Les marées vertes bretonnes sont le phénomène le plus médiatisé, mais les échouages massifs d’algues ne se limitent plus à quelques baies des Côtes-d’Armor ou du Finistère. Des travaux sur les bancs de sargasses atlantiques montrent que la combinaison du réchauffement des eaux de surface et de l’enrichissement en nutriments d’origine terrestre favorise la prolifération d’algues dans des zones qui n’étaient pas concernées il y a quelques décennies.

En Normandie, dans les Caraïbes ou en Afrique de l’Ouest, des phénomènes comparables provoquent des nuisances olfactives et touristiques croissantes. Les articles de terrain décrivent surtout la gêne et l’impact économique, mais le lien entre réchauffement, nutriments et extension géographique des échouages reste insuffisamment relayé auprès du grand public.

Gros plan sur des algues goémon mouillées sur le sable avec détails biologiques, vésicules et filaments visibles de près

Cette extension géographique complique la gestion locale. Les communes littorales qui n’avaient jamais eu à gérer d’échouages importants se retrouvent à arbitrer entre nettoyage mécanique (qui détruit la laisse de mer et son écosystème) et laisser-faire (qui génère des plaintes de riverains et de touristes).

Nettoyage des plages et goémon : un arbitrage environnemental peu connu

Retirer systématiquement les algues du sable pour satisfaire l’attente d’une plage « propre » a un coût écologique réel. La laisse de mer stabilise le trait de côte en retenant le sable, nourrit une chaîne alimentaire qui commence par les puces de mer et les vers marins, et fournit un habitat aux oiseaux nicheurs.

Plusieurs communes bretonnes, comme Trévou-Tréguignec en partenariat avec Lannion Trégor Communauté, ont adopté une politique de nettoyage sélectif. Les plages ne sont nettoyées qu’en cas de quantités jugées problématiques et de risques sanitaires avérés. Une fine couche d’algues, même odorante, ne déclenche pas d’intervention.

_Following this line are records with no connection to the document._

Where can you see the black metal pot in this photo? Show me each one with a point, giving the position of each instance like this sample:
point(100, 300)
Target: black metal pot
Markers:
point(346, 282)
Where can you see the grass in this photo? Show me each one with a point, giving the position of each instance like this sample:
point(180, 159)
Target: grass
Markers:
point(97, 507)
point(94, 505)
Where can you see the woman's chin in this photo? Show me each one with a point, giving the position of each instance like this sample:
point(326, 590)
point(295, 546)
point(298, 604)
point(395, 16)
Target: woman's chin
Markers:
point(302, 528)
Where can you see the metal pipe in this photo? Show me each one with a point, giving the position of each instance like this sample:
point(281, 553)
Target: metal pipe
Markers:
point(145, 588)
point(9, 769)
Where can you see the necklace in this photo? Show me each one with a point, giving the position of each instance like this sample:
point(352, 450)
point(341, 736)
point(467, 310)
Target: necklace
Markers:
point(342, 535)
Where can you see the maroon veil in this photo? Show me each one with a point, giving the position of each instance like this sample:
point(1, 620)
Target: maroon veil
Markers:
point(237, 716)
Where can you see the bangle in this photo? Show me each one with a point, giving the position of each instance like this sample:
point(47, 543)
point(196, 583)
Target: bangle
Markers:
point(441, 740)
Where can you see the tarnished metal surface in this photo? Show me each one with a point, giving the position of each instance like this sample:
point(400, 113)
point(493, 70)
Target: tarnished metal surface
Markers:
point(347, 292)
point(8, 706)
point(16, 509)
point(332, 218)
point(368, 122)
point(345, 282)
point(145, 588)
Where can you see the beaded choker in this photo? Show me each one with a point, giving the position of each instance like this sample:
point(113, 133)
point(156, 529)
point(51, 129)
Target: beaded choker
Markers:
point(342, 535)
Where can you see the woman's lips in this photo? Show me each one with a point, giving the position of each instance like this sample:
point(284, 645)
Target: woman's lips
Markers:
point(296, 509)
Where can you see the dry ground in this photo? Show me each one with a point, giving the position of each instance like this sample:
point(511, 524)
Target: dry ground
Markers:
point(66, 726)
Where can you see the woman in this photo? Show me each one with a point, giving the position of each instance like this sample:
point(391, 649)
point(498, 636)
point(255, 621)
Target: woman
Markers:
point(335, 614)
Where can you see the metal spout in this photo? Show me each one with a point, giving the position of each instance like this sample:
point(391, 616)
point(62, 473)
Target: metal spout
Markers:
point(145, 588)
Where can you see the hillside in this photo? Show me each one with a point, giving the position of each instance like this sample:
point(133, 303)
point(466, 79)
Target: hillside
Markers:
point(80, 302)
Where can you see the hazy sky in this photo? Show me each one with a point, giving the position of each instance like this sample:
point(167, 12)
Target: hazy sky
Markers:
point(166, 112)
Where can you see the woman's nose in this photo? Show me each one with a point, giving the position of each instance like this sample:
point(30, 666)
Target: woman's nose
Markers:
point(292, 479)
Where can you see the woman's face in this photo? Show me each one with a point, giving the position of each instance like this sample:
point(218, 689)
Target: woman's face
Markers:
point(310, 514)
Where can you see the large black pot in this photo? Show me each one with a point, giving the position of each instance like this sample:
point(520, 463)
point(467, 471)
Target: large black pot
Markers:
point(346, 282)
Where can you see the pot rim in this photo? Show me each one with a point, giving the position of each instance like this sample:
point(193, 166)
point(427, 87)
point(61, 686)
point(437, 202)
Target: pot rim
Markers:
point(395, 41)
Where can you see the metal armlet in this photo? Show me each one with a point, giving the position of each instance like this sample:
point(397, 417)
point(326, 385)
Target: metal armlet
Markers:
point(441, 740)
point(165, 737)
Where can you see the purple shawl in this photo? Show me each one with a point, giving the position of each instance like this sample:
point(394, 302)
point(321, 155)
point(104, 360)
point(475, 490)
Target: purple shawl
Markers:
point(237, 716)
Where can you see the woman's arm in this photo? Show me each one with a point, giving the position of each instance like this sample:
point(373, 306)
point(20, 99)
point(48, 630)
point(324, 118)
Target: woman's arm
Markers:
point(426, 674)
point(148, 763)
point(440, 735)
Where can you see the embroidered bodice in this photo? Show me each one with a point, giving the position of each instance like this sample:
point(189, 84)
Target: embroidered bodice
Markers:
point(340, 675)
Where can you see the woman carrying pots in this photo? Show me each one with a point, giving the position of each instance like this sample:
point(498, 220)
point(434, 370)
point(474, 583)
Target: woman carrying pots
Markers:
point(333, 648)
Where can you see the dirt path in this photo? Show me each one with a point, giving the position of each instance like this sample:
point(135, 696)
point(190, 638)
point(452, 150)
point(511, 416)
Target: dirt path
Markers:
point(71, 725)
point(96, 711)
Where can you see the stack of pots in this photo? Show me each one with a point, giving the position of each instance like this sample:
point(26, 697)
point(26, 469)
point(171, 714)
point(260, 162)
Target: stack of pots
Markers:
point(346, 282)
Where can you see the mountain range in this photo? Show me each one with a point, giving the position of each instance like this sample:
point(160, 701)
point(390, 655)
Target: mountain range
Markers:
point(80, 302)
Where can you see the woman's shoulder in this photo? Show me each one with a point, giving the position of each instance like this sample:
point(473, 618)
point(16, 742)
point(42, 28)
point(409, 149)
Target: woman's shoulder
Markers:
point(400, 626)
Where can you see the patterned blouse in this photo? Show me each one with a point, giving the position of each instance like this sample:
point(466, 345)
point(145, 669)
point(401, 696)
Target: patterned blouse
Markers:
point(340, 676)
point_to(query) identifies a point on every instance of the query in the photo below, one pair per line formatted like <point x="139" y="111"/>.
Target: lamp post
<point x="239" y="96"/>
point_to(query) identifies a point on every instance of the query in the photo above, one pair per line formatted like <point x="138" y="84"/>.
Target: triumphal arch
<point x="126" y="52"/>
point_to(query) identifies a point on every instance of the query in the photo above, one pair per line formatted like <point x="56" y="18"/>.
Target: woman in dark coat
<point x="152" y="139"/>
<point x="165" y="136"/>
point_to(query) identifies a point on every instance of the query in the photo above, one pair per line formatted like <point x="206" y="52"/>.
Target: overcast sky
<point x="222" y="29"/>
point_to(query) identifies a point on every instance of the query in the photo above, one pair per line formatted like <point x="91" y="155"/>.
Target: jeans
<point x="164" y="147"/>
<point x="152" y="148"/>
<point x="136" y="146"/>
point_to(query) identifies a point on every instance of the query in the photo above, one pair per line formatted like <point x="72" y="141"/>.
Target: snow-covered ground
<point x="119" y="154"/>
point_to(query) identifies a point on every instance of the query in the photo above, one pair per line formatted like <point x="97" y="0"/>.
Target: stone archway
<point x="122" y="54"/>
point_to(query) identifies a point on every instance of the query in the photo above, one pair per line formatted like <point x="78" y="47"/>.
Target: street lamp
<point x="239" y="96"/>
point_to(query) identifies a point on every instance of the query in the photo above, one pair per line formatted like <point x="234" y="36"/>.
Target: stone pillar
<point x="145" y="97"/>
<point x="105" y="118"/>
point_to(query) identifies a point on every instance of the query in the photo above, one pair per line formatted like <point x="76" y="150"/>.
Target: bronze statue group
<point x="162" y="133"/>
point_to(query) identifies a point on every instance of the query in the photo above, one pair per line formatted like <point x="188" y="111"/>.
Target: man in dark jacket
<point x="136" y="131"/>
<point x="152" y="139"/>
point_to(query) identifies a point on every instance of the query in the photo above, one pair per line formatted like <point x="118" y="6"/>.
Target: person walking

  • Le nettoyage mécanique avec des engins lourds retire le sable en même temps que les algues, accélérant l’érosion du littoral
  • Le ramassage sélectif à la main ou avec des outils légers préserve la faune de la laisse de mer tout en retirant les amas à risque
  • Les algues collectées peuvent être valorisées par épandage agricole, à condition que les quantités restent modérées pour éviter toute émission de H₂S lors du stockage

Les algues épandues sur les champs ne présentent pas de danger pour les riverains selon les données disponibles : les quantités dispersées sont trop faibles pour générer des poches de gaz toxique. Les macroalgues, qu’elles soient vertes, brunes ou rouges, ne sont pas toxiques en elles-mêmes. Le risque provient exclusivement du processus de décomposition en milieu confiné.

La prochaine fois qu’une odeur de soufre vous saisit sur la plage, le réflexe utile n’est pas de fuir mais d’observer : un mince dépôt sur du sable ouvert au vent ne présente pas de risque. Un amas épais, compact, avec une croûte blanchâtre en surface, mérite en revanche d’être signalé à la mairie et surtout de ne pas être piétiné.